Frequently asked questions about ACMI at Federation Square
What are ACMI's opening hours?
ACMI is open daily from 10am to 5pm. On ANZAC Day (25 April) it opens later, from 1pm to 5pm, and it closes completely on Christmas Day. Cinema screening times run separately to these gallery hours and are listed on ACMI's own program calendar.Is the whole of ACMI free, or just part of it?
The permanent gallery, The Story of the Moving Image, is entirely free with no ticket needed, and it's open almost every day of the year. Special touring exhibitions — the kind covering a specific film franchise, director or design movement — are ticketed separately, as are cinema screenings.What is The Story of the Moving Image?
It's ACMI's free permanent exhibition tracing the history of film, television, videogames and digital culture through immersive, interactive displays rather than static text panels.

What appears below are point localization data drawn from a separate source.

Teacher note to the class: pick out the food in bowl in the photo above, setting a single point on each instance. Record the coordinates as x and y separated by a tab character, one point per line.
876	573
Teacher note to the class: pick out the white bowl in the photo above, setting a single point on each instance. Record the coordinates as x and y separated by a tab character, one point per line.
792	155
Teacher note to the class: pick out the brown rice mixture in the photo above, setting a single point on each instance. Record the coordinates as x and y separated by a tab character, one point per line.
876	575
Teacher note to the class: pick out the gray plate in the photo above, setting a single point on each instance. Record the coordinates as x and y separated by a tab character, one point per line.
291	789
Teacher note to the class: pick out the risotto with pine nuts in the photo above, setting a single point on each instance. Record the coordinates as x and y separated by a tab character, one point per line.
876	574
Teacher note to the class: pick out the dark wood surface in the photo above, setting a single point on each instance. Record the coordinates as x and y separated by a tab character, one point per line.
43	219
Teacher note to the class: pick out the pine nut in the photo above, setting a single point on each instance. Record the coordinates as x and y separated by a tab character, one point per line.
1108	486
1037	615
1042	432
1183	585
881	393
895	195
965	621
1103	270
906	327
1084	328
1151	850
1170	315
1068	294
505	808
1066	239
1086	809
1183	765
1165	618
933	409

It covers everything from early cinema and Australian television history through to the evolution of videogames, with genuine hands-on exhibits rather than look-only cases.Does ACMI have a strong Australian film and TV focus?

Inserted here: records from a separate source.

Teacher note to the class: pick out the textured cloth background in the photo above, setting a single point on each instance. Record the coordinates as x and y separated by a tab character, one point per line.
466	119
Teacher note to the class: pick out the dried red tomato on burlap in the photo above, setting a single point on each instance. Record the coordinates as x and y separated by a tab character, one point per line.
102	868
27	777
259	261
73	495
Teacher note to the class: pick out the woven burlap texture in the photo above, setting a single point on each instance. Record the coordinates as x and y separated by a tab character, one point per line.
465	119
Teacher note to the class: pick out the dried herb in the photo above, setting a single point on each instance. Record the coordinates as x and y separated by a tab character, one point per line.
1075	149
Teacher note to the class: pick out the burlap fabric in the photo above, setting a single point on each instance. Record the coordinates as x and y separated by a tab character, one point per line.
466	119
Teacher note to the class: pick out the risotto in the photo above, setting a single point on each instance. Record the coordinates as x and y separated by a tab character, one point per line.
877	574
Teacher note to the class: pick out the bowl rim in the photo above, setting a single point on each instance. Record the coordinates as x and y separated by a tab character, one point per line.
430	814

Yes, this is one of its genuine strengths compared with similar museums elsewhere. Alongside international film history, ACMI dedicates significant space to Australian television and cinema heritage, including local production history that isn't well covered by any other Melbourne museum.How long should I spend at ACMI?
Budget 60-90 minutes for the free permanent exhibition alone if you engage with the interactive displays properly rather than skimming. Add a special exhibition and you're looking at half a day; add a cinema screening and it becomes a full afternoon or evening out.Is ACMI good for kids?
Yes, particularly the videogame history sections, which tend to hold children's attention far longer than a typical museum gallery because much of it is genuinely interactive rather than behind glass. It works well as a rainy-day option alongside other Federation Square attractions.Where is ACMI located?
ACMI is inside Federation Square, on the corner of Flinders Street and Swanston Street in the CBD, directly opposite Flinders Street Station and immediately next to NGV Australia (the Ian Potter Centre).Do I need to book ahead for ACMI's free permanent exhibition?
No, walk-in access to The Story of the Moving Image is available during opening hours with no booking required. Booking ahead is only necessary for ticketed special exhibitions and specific cinema screenings, both of which can sell out at peak times such as school holidays or a popular film season.